We are of opinion that what was there said rules the present case. The evidence clearly established and the referee found that thé job in which the plaintiff was engaged was not such work as was done by the regular employees of the company in the regular course of the business. No regular employee of the company was assisting the plaintiff in the work in which he was engaged. It was work which required the employment of machinery which the defendant did not have. The fact that minor repairs were made by the regular employees of the company did not have the effect of bringing all repairs within the regular course of the business. Every engineer employed in a mill or factory makes minor repairs of the machinery; every chauffeur makes minor repairs to the automobile which he drives, and such minor repairs are within the regular course of the business of the employer, but such repairs are totally distinct from the remedy of defects in the machinery which require the skill of an expert machinist, or sending the engine to a machine shop. The learned court below was of opinion that this case was ruled by Hauger v.
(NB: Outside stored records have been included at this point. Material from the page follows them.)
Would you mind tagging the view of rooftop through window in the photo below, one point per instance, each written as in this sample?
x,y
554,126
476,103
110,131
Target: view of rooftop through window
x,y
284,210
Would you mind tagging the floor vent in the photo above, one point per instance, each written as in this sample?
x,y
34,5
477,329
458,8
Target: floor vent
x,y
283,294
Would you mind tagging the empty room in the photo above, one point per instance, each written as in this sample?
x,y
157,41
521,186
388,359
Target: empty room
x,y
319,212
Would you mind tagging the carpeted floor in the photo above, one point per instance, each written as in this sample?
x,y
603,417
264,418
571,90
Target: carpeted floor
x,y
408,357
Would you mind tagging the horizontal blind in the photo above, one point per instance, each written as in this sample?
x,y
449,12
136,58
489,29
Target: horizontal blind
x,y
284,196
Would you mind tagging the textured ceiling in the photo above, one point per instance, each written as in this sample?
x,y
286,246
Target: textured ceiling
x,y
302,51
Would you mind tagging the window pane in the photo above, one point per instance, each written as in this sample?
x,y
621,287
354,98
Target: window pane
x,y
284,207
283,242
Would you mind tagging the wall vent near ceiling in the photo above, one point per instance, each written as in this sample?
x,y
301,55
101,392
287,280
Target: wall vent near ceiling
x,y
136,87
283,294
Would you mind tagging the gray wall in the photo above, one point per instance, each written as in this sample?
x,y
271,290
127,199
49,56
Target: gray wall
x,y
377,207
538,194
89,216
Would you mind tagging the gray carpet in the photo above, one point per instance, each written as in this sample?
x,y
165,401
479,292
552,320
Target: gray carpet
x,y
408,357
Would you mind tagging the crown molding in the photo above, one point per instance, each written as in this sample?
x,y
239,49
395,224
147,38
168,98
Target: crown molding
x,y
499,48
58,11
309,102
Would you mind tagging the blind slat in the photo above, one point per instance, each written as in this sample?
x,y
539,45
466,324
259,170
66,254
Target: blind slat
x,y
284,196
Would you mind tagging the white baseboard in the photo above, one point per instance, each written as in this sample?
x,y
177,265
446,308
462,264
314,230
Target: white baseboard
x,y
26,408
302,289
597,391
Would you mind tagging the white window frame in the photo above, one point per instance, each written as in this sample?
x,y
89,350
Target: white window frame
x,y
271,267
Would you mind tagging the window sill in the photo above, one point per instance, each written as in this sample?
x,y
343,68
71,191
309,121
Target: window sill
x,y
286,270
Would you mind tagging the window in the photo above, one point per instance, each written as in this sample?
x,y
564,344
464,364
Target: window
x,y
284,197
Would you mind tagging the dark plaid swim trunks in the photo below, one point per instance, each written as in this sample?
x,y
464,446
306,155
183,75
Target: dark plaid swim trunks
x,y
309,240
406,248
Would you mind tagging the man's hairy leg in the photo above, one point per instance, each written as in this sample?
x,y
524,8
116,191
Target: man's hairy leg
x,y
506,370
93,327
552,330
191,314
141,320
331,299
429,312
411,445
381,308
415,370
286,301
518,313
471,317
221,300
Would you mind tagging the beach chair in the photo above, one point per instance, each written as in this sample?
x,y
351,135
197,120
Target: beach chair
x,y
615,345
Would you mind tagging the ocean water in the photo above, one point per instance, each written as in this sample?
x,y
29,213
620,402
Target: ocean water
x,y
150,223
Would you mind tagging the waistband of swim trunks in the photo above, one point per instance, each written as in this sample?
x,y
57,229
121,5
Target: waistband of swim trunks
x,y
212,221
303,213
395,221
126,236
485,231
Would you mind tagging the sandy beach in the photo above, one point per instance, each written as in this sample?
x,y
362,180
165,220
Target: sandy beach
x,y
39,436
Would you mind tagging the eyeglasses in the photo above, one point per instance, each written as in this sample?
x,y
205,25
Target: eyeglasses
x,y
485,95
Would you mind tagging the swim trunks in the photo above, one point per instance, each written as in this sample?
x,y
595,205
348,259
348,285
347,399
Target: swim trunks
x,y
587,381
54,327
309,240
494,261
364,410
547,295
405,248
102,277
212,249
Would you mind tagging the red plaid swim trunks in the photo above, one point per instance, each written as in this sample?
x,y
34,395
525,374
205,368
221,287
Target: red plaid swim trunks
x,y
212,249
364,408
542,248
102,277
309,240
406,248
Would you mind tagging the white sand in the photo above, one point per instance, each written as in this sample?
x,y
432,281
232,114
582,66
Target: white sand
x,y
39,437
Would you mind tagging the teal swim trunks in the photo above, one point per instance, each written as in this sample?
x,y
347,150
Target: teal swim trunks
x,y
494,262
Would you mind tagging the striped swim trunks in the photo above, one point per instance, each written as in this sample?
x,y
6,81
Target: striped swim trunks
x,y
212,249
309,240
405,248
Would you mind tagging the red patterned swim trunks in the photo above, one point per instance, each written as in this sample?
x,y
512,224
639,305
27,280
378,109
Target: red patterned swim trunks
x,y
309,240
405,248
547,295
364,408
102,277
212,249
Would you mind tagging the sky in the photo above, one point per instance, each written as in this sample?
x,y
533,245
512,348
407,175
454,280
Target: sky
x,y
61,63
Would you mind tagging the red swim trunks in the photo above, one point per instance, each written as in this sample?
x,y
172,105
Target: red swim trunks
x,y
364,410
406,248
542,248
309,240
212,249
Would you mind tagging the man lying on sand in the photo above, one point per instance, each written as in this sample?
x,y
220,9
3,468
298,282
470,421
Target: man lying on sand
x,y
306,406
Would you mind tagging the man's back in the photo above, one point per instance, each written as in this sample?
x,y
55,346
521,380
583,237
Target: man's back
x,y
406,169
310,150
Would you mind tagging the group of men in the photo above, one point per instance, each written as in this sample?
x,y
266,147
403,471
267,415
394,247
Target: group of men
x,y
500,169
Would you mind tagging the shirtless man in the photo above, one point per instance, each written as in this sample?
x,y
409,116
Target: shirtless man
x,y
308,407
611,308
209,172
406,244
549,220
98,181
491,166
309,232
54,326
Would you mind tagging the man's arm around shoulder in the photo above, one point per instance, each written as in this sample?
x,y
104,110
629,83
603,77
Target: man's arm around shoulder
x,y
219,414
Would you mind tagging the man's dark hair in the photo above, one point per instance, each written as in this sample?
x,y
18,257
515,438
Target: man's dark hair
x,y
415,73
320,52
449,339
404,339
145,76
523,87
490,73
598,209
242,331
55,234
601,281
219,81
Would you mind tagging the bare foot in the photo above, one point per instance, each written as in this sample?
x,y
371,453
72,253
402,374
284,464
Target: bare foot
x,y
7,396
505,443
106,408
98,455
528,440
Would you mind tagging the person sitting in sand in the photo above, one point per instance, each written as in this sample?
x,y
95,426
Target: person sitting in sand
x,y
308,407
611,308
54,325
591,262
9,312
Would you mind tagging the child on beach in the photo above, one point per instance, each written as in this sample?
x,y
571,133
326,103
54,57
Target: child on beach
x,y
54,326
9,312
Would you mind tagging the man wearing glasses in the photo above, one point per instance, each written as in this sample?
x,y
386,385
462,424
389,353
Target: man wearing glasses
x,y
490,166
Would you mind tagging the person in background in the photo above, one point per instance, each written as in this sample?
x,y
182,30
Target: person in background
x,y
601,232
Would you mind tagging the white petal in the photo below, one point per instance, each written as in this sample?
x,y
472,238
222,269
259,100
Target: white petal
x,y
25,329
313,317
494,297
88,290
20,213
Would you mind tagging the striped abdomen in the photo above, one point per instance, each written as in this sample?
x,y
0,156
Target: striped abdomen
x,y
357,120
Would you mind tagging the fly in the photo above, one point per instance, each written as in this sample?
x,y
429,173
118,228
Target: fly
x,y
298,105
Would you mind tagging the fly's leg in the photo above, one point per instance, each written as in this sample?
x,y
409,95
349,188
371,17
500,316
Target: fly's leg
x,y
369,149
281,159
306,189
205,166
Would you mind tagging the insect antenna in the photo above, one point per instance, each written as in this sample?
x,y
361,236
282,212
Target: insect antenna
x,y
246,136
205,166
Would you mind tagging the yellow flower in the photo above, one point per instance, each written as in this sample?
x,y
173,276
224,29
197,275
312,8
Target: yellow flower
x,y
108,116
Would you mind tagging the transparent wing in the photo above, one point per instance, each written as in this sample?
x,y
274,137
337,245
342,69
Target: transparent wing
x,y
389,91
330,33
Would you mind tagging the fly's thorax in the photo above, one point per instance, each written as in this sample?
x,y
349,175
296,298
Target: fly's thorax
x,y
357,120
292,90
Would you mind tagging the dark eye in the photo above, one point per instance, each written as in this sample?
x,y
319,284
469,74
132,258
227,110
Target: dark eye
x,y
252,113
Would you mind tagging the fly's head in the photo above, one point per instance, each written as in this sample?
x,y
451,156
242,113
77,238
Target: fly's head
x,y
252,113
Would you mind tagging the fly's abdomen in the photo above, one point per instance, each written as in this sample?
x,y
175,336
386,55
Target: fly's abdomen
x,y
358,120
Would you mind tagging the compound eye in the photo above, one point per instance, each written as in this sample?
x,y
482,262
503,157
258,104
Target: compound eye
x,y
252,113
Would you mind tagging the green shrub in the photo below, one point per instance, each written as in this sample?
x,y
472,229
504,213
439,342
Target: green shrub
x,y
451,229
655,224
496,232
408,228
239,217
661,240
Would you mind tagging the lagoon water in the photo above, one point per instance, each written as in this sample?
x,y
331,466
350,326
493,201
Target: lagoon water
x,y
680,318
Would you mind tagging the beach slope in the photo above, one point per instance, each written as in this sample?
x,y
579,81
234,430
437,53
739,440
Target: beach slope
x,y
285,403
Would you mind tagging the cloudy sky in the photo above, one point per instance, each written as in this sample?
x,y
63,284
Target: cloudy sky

Walker Co., 277 Pa. 506. We are of opinion that in this the learned judge of the court below erred. In that case the defendant, operating an ice cream factory, had employed as foreman of its factory a man who “was charged with the duty of keeping the plant in operation, making such small repairs as he could by himself, or with the assistance of other men in the regular employ of the company, but when there was some major job of repairing to be done, he, as factory foreman, called in decedent, who was an expert machinist, to assist in doing this character of work.” The foreman was there charged with the full responsibility of keeping the plant in operation, and was authorized to call in an expert machinist to assist him in doing the work. In the present case the defendant did not regularly employ any person to do work of the character upon which the plaintiff was engaged, no regular employee was charged with the duty of doing work of that kind. The plaintiff was not called in to assist some person else in doing the work, he was hired to do the job himself. The assignments of error are sustained.

The judgment of the court below and the award of the compensation board are both reversed; judgment is here entered for defendant.